Find the supreme and infimum of the set $$A=\left \{\dfrac{3n}{\sqrt{1+2n^2}}: n\in \Bbb N\right \}$$
We claim that, $\inf A=\sqrt{3}$, y $\sup A=\dfrac{3\sqrt{2}}{2}=\dfrac{3}{\sqrt{2}}.$ Let's prove it.
Supremo: Let's first show that $\sup A=\dfrac{3\sqrt{2}}{2}.$. Indeed, we must show the following two conditions,
$a)$ $\dfrac{3\sqrt{2}}{2}$ is upper bound for $A$.
$b)$ For all $\epsilon>0$, exists $a\in A$ such that $$\dfrac{3\sqrt{2}}{2}-\epsilon<a. $$
To show $ a) $, let's notice the following, $$\begin{align*} 0&\leq 2\\ 4n^2&\leq 2+4n^2\\ 4n^2&\leq 2(1+2n^2)\\ 2n&\leq \sqrt{2}\sqrt{1+2n^2}\\ 6n&\leq 3\sqrt{2}\sqrt{1+2n^2}\\ \dfrac{3n}{\sqrt{1+2n^2}}&\leq \dfrac{3\sqrt{2}}{2}. \end{align*}$$ In this way, we have shown that $ a) $ is true.

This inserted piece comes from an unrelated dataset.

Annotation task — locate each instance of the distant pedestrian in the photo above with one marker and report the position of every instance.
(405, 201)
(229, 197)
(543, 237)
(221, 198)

Let's show $ b) $. Since $ n \in \mathbb N $, then clearly we have that $ 9n ^ 2> 1 + 2n ^ 2 $, from which it follows that $ 3n> \sqrt {1 + 2n ^ 2} $. Therefore, $$\begin{align*} \dfrac{2\sqrt{2}3n}{\sqrt{1+2n^2}}&>3\\ \dfrac{\sqrt{2}3n}{\sqrt{1+2n^2}}+\dfrac{\sqrt{2}3n}{\sqrt{1+2n^2}}&>3\\ \dfrac{\sqrt{2}3n}{\sqrt{1+2n^2}}&>-\dfrac{\sqrt{2}3n}{\sqrt{1+2n^2}}+3. \end{align*}$$
Now, for Archimedean property given $ \epsilon> 0 $ (in this case $ \sqrt {2} \epsilon> 0 $), there exists $ n \in \Bbb N $ such that $$\sqrt{2}\epsilon>\dfrac{1}{n}>\dfrac{1}{\sqrt{1+2n^2}}>\dfrac{\sqrt{2}3n}{\sqrt{1+2n^2}}>-\dfrac{\sqrt{2}3n}{\sqrt{1+2n^2}}+3.$$ Then, $$\begin{align*} -\dfrac{\sqrt{2}3n}{\sqrt{1+2n^2}}+3&<\sqrt{2}\epsilon\\ -\dfrac{\sqrt{2}3n}{\sqrt{1+2n^2}}&<\sqrt{2}\epsilon-3\\ -\sqrt{2}3n&<\sqrt{2}\epsilon \sqrt{1+2n^2}-3\sqrt{1+2n^2}\\ 3\sqrt{1+2n^2}-\sqrt{2}3n&<\sqrt{2}\epsilon\sqrt{1+2n^2}\\ \dfrac{3}{\sqrt{2}}-\dfrac{3n}{\sqrt{1+2n^2}}&<\epsilon\\ \dfrac{3}{\sqrt{2}}-\epsilon&<\dfrac{3n}{\sqrt{1+2n^2}} \end{align*}$$ Which shows that $ \sup A = \dfrac {3 \sqrt {2}} {2} = \dfrac {3} {\sqrt {2}} $.
Is my proof correct? Any suggestions to make it simpler? And some suggestion also for the $ \epsilon $ but with the lowest.